Job fails with atypical errors
message
Problem
Your job run fails with a throttled due to observing atypical errors
error message.
Cluster became unreachable during run Cause: xxx-xxxxxx-xxxxxxx is throttled due to observing atypical errors
Cause
The jobs on this cluster have returned too many large results to the Apache Spark driver node.
As a result, the chauffeur service runs out of memory, and the cluster becomes unreachable.
This can happen after calling the .collect
or .show
API.
Solution
You can either reduce the workload on the cluster or increase the value of spark.memory.chauffeur.size
.
The chauffeur service runs on the same host as the Spark driver. When you allocate more memory to the chauffeur service, less overall memory will be available for the Spark driver.

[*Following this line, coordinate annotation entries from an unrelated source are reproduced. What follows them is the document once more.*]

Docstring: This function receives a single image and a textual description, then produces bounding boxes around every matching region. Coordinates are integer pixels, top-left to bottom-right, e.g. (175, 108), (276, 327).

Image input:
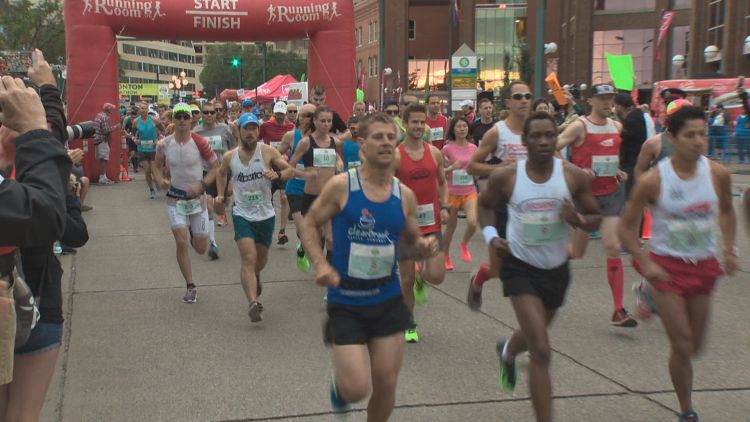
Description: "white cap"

(273, 101), (286, 114)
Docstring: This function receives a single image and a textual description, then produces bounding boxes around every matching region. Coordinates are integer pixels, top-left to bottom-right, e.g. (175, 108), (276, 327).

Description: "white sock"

(208, 220), (216, 243)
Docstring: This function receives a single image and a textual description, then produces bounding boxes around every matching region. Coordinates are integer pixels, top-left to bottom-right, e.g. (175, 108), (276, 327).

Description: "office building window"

(591, 29), (655, 86)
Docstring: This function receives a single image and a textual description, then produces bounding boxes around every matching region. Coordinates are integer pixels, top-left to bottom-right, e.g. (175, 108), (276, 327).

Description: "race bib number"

(207, 135), (224, 151)
(667, 220), (713, 252)
(242, 191), (263, 207)
(453, 169), (474, 186)
(313, 148), (336, 168)
(521, 212), (568, 246)
(348, 242), (396, 280)
(417, 204), (435, 227)
(591, 155), (620, 177)
(176, 198), (203, 215)
(430, 127), (445, 141)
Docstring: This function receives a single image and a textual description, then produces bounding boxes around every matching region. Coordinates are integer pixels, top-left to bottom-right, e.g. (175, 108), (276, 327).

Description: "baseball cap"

(667, 98), (693, 116)
(273, 101), (286, 114)
(244, 113), (260, 127)
(589, 84), (617, 97)
(172, 103), (193, 116)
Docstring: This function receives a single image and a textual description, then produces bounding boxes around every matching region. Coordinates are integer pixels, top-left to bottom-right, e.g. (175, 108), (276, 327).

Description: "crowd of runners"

(0, 50), (747, 422)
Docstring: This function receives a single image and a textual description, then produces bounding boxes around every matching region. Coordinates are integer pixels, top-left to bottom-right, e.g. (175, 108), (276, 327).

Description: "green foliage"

(200, 43), (307, 94)
(0, 0), (65, 64)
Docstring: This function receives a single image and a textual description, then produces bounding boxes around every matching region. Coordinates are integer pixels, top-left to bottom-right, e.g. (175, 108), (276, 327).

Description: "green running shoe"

(413, 272), (427, 305)
(497, 339), (516, 393)
(404, 327), (419, 343)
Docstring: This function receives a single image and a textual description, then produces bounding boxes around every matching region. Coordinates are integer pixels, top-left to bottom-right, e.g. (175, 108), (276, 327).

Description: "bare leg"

(367, 333), (405, 422)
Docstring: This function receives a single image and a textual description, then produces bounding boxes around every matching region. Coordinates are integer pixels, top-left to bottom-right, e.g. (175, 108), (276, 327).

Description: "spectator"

(94, 103), (120, 185)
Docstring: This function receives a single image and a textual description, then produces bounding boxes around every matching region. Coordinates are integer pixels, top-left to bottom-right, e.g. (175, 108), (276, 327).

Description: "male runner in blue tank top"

(301, 113), (438, 421)
(479, 112), (601, 422)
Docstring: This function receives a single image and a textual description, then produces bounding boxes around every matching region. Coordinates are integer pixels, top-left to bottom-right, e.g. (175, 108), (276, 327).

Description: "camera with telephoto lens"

(67, 120), (96, 141)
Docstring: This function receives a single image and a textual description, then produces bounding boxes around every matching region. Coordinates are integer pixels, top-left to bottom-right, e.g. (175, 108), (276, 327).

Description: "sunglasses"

(510, 92), (534, 101)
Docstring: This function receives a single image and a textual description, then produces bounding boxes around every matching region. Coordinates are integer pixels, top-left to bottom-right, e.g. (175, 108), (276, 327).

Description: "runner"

Set the value of spark.memory.chauffeur.size
:
- Open the cluster configuration page in your workspace.
- Click Edit.
- Expand Advanced Options.
- Enter the value of
spark.memory.chauffeur.size
in mb in the Spark Config field. - Click Confirm and Restart.
Note
The default value for spark.memory.chauffeur.size
is 1024 megabytes. This is written as spark.memory.chauffeur.size 1024mb
in the Spark configuration. The maximum value is the lesser of 16 GB or 20% of the driver node’s total memory.